Satellites track border clashes

五月 24, 1996

The violent borders between the earth's and the sun's magnetic fields are full of mysteries that could be solved by a fleet of identical spacecraft to be launched next Thursday.

The Cluster satellites should help explain the secrets of aurorae Q coloured lights seen high in the earth's atmosphere mainly in the polar regions Q and of electrical storms that can disrupt power lines and send satellites out of control. Clashes between sun and earth may even cause changes in climate because they generate such large thermal and dynamic effects.

The Pounds 500 million satellites will swoop over the poles in an eccentric orbit, zooming fairly close to earth (26,000km away) and as far away as 140,000km.

The 3m-long cylindrical satellites will be launched by the European Space Agency's new Ariane V rocket in Kourou, French Guiana. Once in position, they will fly in formation, sometimes as little as 200km apart. Each of the four will be identically equipped with 11 instruments, measuring phenomena such as waves in the magnetic field, electrons and ionised atoms.

On the sunward side, the earth's magnetosphere stretches 60,000km out. At its edges it endures attack from the sun's magnetic field, in the form of charged particles from the solar wind, which can hit it at speeds of up to 3 million km per hour. The earth's magnetosphere deflects most of these particles but some get in through holes and cause intense electric currents, magnetic storms and particle accelerations. Aurorae are caused by solar wind particles trapped in the magnetosphere, which then spiral along the earth's magnetic field lines towards the poles.

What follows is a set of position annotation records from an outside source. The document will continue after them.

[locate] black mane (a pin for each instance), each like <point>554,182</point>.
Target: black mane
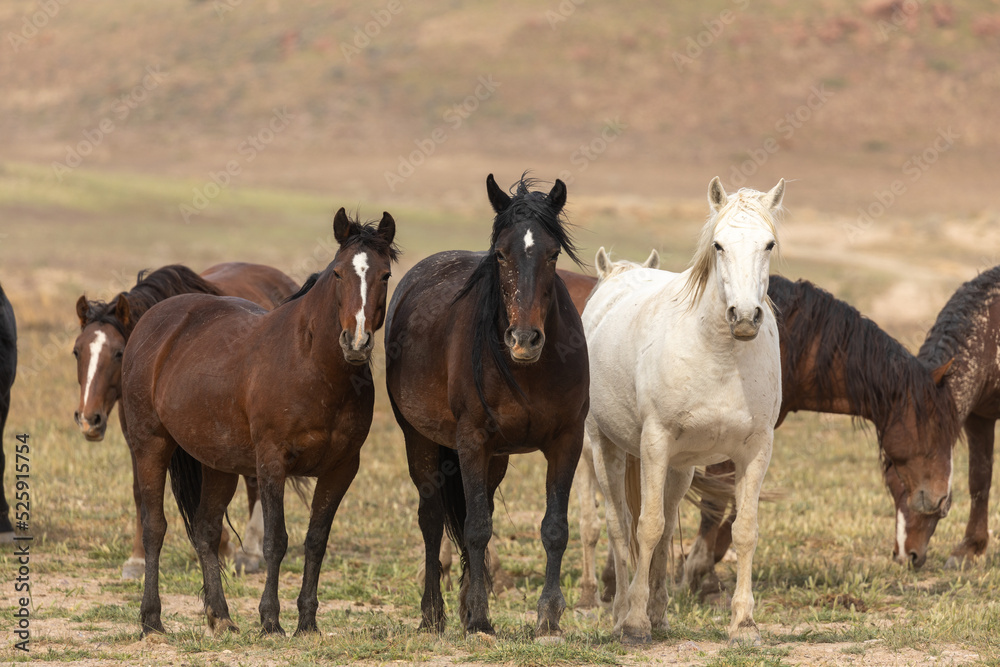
<point>952,330</point>
<point>150,289</point>
<point>880,374</point>
<point>484,283</point>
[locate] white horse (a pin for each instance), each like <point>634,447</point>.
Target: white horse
<point>685,370</point>
<point>585,482</point>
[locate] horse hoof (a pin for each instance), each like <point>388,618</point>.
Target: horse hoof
<point>134,568</point>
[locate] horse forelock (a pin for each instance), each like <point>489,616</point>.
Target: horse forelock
<point>744,209</point>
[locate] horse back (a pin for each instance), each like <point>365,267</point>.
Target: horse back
<point>264,285</point>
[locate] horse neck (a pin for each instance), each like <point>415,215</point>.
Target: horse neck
<point>315,317</point>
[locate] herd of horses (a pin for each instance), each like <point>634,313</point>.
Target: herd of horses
<point>626,381</point>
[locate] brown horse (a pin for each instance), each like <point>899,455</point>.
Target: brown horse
<point>966,335</point>
<point>104,330</point>
<point>485,359</point>
<point>244,391</point>
<point>835,360</point>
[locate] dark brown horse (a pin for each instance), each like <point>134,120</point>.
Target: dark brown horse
<point>106,327</point>
<point>486,358</point>
<point>966,335</point>
<point>835,360</point>
<point>244,391</point>
<point>8,369</point>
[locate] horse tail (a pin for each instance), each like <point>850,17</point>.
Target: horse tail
<point>185,482</point>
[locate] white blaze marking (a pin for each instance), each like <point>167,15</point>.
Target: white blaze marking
<point>361,268</point>
<point>901,535</point>
<point>95,353</point>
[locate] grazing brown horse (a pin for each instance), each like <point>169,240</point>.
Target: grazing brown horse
<point>106,327</point>
<point>485,359</point>
<point>966,335</point>
<point>245,391</point>
<point>835,360</point>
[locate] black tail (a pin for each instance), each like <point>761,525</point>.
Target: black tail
<point>185,482</point>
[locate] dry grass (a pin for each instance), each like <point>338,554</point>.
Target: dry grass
<point>829,539</point>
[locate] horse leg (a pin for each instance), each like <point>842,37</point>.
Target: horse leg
<point>423,461</point>
<point>330,490</point>
<point>248,557</point>
<point>563,457</point>
<point>6,528</point>
<point>590,528</point>
<point>152,458</point>
<point>271,482</point>
<point>980,433</point>
<point>701,560</point>
<point>677,483</point>
<point>609,464</point>
<point>749,477</point>
<point>474,462</point>
<point>135,566</point>
<point>217,490</point>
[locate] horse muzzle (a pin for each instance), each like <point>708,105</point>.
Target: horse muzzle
<point>746,326</point>
<point>525,345</point>
<point>356,352</point>
<point>92,426</point>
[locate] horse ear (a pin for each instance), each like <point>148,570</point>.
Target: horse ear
<point>773,198</point>
<point>82,309</point>
<point>653,261</point>
<point>939,373</point>
<point>557,195</point>
<point>602,262</point>
<point>122,312</point>
<point>341,226</point>
<point>717,197</point>
<point>499,199</point>
<point>387,228</point>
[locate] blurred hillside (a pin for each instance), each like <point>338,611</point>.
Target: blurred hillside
<point>644,99</point>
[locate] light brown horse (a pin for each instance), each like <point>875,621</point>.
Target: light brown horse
<point>106,327</point>
<point>243,391</point>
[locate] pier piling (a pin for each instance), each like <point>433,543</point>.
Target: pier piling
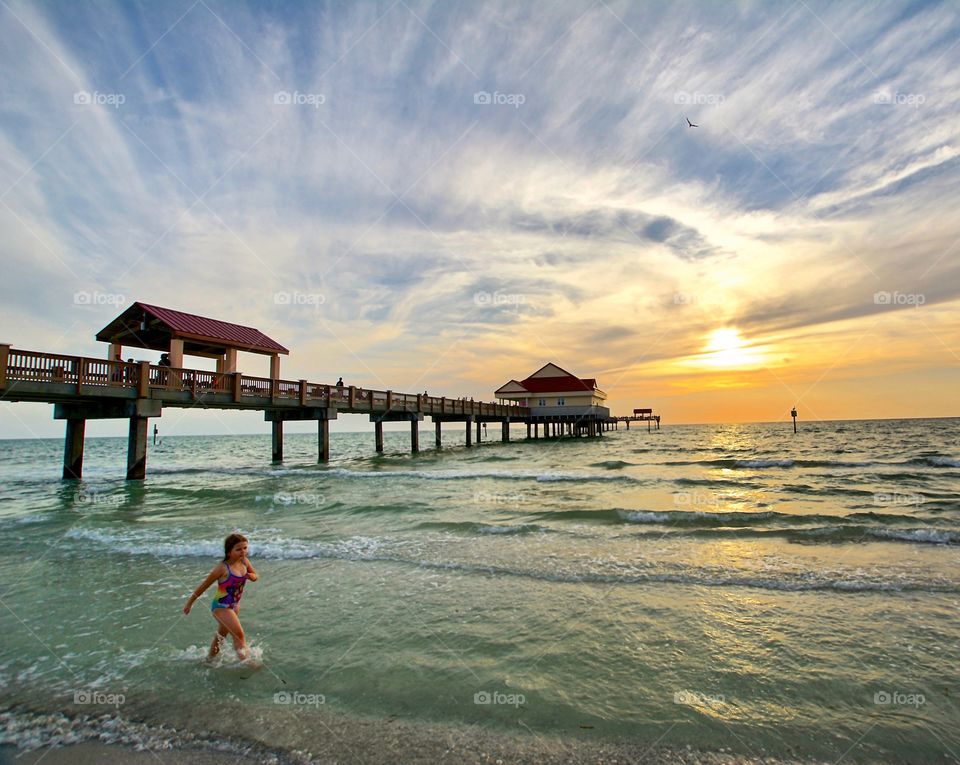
<point>323,440</point>
<point>277,433</point>
<point>137,449</point>
<point>73,450</point>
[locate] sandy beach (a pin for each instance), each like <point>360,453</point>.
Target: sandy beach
<point>346,740</point>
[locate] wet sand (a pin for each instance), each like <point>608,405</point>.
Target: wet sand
<point>385,742</point>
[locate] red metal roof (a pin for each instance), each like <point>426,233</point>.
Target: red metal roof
<point>223,331</point>
<point>551,384</point>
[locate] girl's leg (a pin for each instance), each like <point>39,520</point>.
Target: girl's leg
<point>231,622</point>
<point>217,641</point>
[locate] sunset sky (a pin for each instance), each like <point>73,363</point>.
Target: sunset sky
<point>444,196</point>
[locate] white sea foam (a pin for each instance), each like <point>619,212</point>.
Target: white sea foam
<point>453,475</point>
<point>927,536</point>
<point>943,462</point>
<point>277,548</point>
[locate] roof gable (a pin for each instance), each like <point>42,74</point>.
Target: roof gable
<point>187,325</point>
<point>550,370</point>
<point>511,387</point>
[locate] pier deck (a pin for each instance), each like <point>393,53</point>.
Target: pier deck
<point>82,388</point>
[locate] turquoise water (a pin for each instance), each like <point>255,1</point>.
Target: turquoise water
<point>720,586</point>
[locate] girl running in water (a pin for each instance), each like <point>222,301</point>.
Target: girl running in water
<point>226,604</point>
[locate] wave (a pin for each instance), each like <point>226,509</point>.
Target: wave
<point>842,534</point>
<point>937,461</point>
<point>453,475</point>
<point>271,547</point>
<point>788,583</point>
<point>790,462</point>
<point>710,519</point>
<point>363,549</point>
<point>468,527</point>
<point>784,462</point>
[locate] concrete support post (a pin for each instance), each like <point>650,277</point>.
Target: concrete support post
<point>137,449</point>
<point>277,428</point>
<point>73,450</point>
<point>323,440</point>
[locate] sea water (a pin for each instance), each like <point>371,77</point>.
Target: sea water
<point>733,586</point>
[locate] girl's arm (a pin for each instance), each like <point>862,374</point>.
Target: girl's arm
<point>251,574</point>
<point>212,577</point>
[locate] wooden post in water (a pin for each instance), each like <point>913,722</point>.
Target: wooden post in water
<point>137,449</point>
<point>277,437</point>
<point>73,450</point>
<point>323,440</point>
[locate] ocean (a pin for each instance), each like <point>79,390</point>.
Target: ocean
<point>726,587</point>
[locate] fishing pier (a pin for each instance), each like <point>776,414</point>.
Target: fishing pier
<point>83,388</point>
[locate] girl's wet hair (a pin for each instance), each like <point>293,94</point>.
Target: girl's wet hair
<point>229,543</point>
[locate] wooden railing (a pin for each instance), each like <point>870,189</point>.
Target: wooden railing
<point>86,375</point>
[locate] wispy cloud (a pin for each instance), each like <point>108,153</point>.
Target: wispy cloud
<point>456,179</point>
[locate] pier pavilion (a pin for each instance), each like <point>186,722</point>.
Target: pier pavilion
<point>82,388</point>
<point>559,401</point>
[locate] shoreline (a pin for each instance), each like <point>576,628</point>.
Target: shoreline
<point>55,738</point>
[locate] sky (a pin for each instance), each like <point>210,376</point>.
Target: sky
<point>445,196</point>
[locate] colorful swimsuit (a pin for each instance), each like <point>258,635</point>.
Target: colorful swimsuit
<point>229,591</point>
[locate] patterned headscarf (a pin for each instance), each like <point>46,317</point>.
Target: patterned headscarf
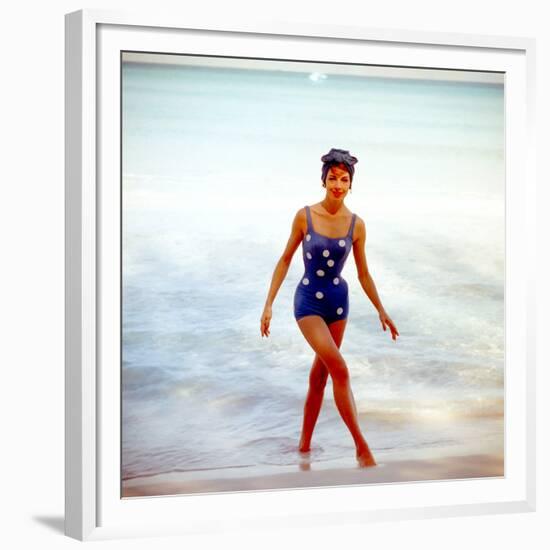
<point>335,157</point>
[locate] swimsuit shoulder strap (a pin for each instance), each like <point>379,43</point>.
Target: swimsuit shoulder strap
<point>350,232</point>
<point>308,215</point>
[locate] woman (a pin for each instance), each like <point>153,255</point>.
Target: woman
<point>321,297</point>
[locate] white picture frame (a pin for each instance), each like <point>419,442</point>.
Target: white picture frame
<point>93,509</point>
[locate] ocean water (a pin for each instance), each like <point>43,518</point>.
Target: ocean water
<point>215,164</point>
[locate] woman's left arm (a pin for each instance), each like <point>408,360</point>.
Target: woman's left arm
<point>366,280</point>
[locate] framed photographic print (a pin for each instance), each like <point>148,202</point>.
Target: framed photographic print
<point>299,273</point>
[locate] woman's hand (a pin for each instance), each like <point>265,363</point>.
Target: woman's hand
<point>386,321</point>
<point>265,320</point>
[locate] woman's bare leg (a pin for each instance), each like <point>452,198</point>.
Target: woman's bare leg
<point>317,382</point>
<point>318,335</point>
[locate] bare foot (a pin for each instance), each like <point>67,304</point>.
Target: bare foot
<point>365,458</point>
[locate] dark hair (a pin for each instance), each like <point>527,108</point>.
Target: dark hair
<point>335,157</point>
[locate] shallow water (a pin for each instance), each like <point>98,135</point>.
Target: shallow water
<point>216,163</point>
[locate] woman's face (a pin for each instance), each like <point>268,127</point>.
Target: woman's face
<point>337,182</point>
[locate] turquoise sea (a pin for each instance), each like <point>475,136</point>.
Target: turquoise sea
<point>216,162</point>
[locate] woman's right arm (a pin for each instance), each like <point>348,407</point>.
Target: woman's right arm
<point>281,269</point>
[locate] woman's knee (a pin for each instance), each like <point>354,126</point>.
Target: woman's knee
<point>318,378</point>
<point>337,369</point>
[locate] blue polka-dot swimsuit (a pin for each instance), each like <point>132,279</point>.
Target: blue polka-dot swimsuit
<point>322,290</point>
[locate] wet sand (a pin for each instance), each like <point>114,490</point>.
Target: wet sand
<point>418,466</point>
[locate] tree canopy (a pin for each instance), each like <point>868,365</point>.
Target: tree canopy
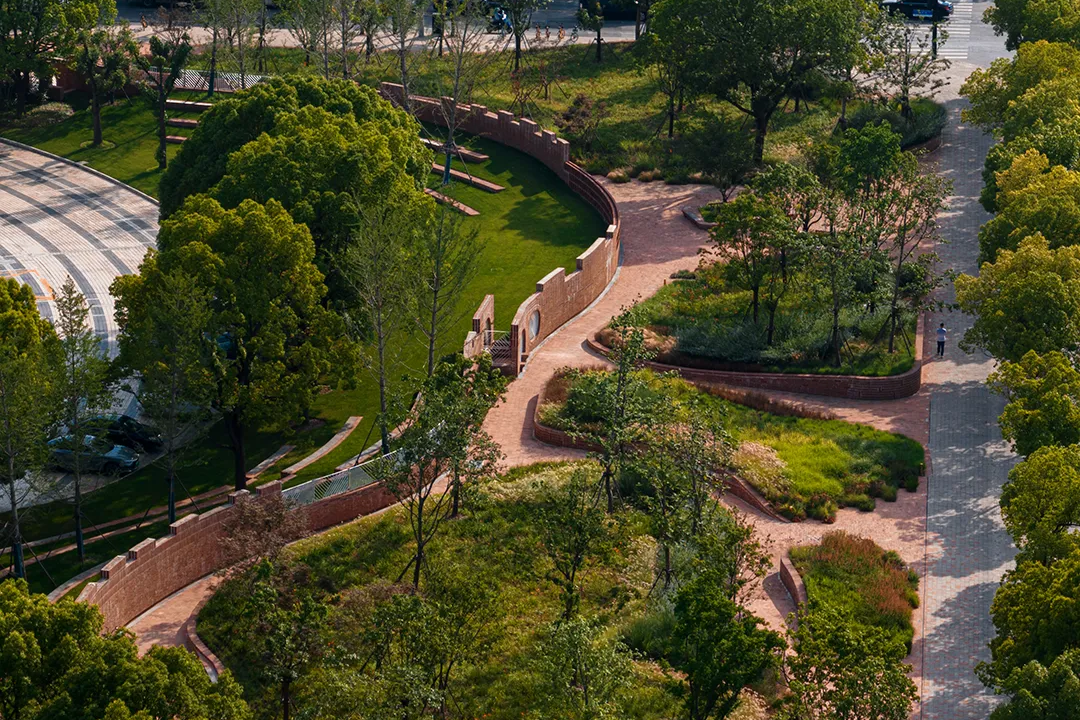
<point>270,108</point>
<point>1028,299</point>
<point>56,665</point>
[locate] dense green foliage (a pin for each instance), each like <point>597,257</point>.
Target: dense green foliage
<point>802,465</point>
<point>815,272</point>
<point>489,605</point>
<point>1024,301</point>
<point>55,663</point>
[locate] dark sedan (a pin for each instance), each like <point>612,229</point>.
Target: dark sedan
<point>122,430</point>
<point>919,10</point>
<point>95,454</point>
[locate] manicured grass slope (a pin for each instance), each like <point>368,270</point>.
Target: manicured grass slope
<point>534,226</point>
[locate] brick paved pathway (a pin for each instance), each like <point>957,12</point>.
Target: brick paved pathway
<point>59,220</point>
<point>968,549</point>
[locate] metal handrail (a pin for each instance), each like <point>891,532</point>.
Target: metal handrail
<point>352,478</point>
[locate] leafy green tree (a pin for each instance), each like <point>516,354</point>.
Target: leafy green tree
<point>846,670</point>
<point>777,46</point>
<point>1028,21</point>
<point>35,32</point>
<point>104,57</point>
<point>755,236</point>
<point>574,531</point>
<point>1029,202</point>
<point>378,269</point>
<point>272,339</point>
<point>1035,612</point>
<point>163,344</point>
<point>663,52</point>
<point>27,342</point>
<point>1041,693</point>
<point>990,90</point>
<point>905,64</point>
<point>81,385</point>
<point>444,436</point>
<point>163,67</point>
<point>1041,503</point>
<point>446,262</point>
<point>718,646</point>
<point>1028,299</point>
<point>580,671</point>
<point>1043,402</point>
<point>55,663</point>
<point>271,107</point>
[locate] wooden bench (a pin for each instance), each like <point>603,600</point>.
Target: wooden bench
<point>464,153</point>
<point>181,122</point>
<point>468,179</point>
<point>188,106</point>
<point>443,200</point>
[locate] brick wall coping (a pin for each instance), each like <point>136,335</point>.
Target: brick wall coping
<point>852,386</point>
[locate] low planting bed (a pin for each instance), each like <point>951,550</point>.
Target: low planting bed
<point>701,321</point>
<point>805,466</point>
<point>866,583</point>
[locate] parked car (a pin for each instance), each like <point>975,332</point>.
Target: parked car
<point>123,430</point>
<point>919,10</point>
<point>96,454</point>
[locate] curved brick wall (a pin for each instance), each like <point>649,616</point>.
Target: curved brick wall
<point>559,295</point>
<point>154,569</point>
<point>852,386</point>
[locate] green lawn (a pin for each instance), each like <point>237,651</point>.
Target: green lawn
<point>704,322</point>
<point>630,137</point>
<point>532,227</point>
<point>802,465</point>
<point>859,578</point>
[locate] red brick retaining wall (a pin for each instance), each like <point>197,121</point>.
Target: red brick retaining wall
<point>852,386</point>
<point>559,295</point>
<point>154,569</point>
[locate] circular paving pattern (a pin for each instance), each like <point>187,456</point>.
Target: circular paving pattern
<point>59,220</point>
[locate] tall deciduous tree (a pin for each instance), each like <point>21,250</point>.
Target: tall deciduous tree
<point>35,32</point>
<point>81,385</point>
<point>163,68</point>
<point>272,340</point>
<point>1025,300</point>
<point>1041,503</point>
<point>446,262</point>
<point>763,51</point>
<point>1043,401</point>
<point>104,56</point>
<point>377,266</point>
<point>163,344</point>
<point>56,663</point>
<point>906,65</point>
<point>719,647</point>
<point>27,343</point>
<point>574,531</point>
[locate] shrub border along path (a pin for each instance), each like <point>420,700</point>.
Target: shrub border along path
<point>657,241</point>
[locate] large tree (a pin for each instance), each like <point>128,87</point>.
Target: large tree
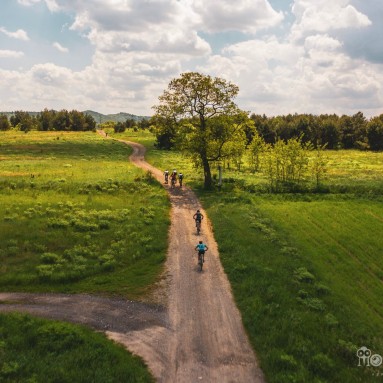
<point>207,120</point>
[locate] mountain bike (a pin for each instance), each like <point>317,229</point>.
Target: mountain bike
<point>201,260</point>
<point>198,226</point>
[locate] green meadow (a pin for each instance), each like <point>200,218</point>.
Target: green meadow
<point>35,350</point>
<point>306,268</point>
<point>75,217</point>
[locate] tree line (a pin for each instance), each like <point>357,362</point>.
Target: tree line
<point>197,115</point>
<point>336,132</point>
<point>130,123</point>
<point>48,120</point>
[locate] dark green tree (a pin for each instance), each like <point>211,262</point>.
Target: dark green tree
<point>205,116</point>
<point>375,133</point>
<point>4,122</point>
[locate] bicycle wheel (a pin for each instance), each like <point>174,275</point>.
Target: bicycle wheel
<point>200,261</point>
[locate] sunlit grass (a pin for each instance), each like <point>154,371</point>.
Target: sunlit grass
<point>77,216</point>
<point>306,269</point>
<point>37,350</point>
<point>308,279</point>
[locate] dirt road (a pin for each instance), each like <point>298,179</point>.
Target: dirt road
<point>198,336</point>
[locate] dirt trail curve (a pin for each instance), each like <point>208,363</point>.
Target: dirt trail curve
<point>199,336</point>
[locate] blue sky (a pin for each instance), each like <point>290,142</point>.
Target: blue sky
<point>297,56</point>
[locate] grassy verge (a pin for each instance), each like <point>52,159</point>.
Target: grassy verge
<point>77,216</point>
<point>37,350</point>
<point>306,269</point>
<point>307,277</point>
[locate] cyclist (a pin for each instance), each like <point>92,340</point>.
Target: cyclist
<point>198,217</point>
<point>201,247</point>
<point>173,178</point>
<point>166,174</point>
<point>180,179</point>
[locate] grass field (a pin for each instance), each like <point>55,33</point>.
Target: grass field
<point>36,350</point>
<point>306,269</point>
<point>75,216</point>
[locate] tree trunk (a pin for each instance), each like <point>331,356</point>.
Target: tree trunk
<point>207,173</point>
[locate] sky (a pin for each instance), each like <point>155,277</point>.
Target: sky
<point>110,56</point>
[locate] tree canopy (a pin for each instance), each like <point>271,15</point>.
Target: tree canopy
<point>199,112</point>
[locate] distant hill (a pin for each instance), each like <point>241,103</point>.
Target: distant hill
<point>98,117</point>
<point>118,117</point>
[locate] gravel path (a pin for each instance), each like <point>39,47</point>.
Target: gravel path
<point>196,336</point>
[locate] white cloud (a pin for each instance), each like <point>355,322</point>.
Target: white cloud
<point>20,34</point>
<point>240,15</point>
<point>139,46</point>
<point>325,15</point>
<point>28,2</point>
<point>10,54</point>
<point>60,48</point>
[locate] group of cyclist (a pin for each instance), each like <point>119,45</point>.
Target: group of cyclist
<point>174,176</point>
<point>198,216</point>
<point>201,247</point>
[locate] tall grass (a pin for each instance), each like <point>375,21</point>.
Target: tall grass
<point>307,277</point>
<point>77,216</point>
<point>37,350</point>
<point>306,268</point>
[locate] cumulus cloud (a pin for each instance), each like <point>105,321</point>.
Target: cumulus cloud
<point>325,15</point>
<point>10,54</point>
<point>139,46</point>
<point>28,2</point>
<point>20,34</point>
<point>60,48</point>
<point>241,15</point>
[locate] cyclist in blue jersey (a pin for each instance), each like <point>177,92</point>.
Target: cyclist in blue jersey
<point>201,248</point>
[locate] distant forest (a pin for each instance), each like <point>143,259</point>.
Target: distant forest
<point>336,132</point>
<point>344,132</point>
<point>64,120</point>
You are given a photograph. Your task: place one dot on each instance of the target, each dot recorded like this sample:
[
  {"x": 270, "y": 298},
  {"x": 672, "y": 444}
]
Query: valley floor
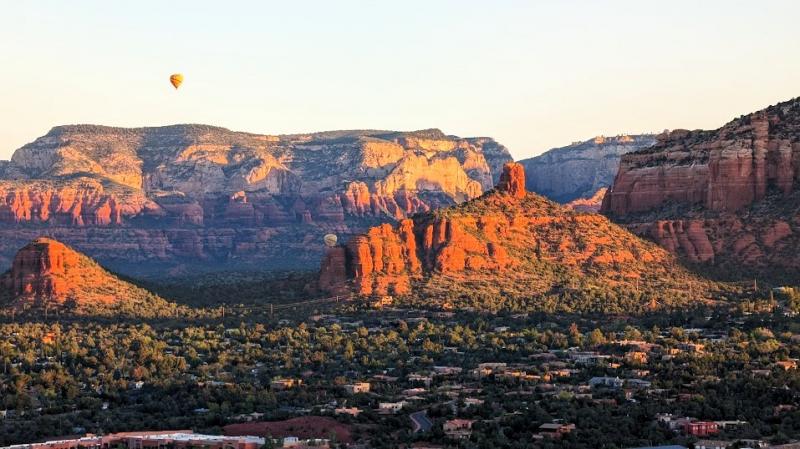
[{"x": 393, "y": 378}]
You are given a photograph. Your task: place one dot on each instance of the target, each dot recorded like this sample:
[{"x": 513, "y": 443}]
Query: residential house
[
  {"x": 701, "y": 428},
  {"x": 555, "y": 430},
  {"x": 358, "y": 387},
  {"x": 458, "y": 428}
]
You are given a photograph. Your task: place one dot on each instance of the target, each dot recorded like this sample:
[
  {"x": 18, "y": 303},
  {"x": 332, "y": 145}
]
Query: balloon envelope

Knowing more about what goes on could also help in developing fusion as an energy source. "It is a natural laboratory out there for plasma physics," says Eric Dunford, director of space science at the Rutherford Appleton Laboratory.

The expedition will be the first Cornerstone project of the ESA's Horizon 2000 science programme. It is financed 70 per cent by ESA and 30 per cent by Nasa. British scientists are principal investigators for four of the 11 instruments.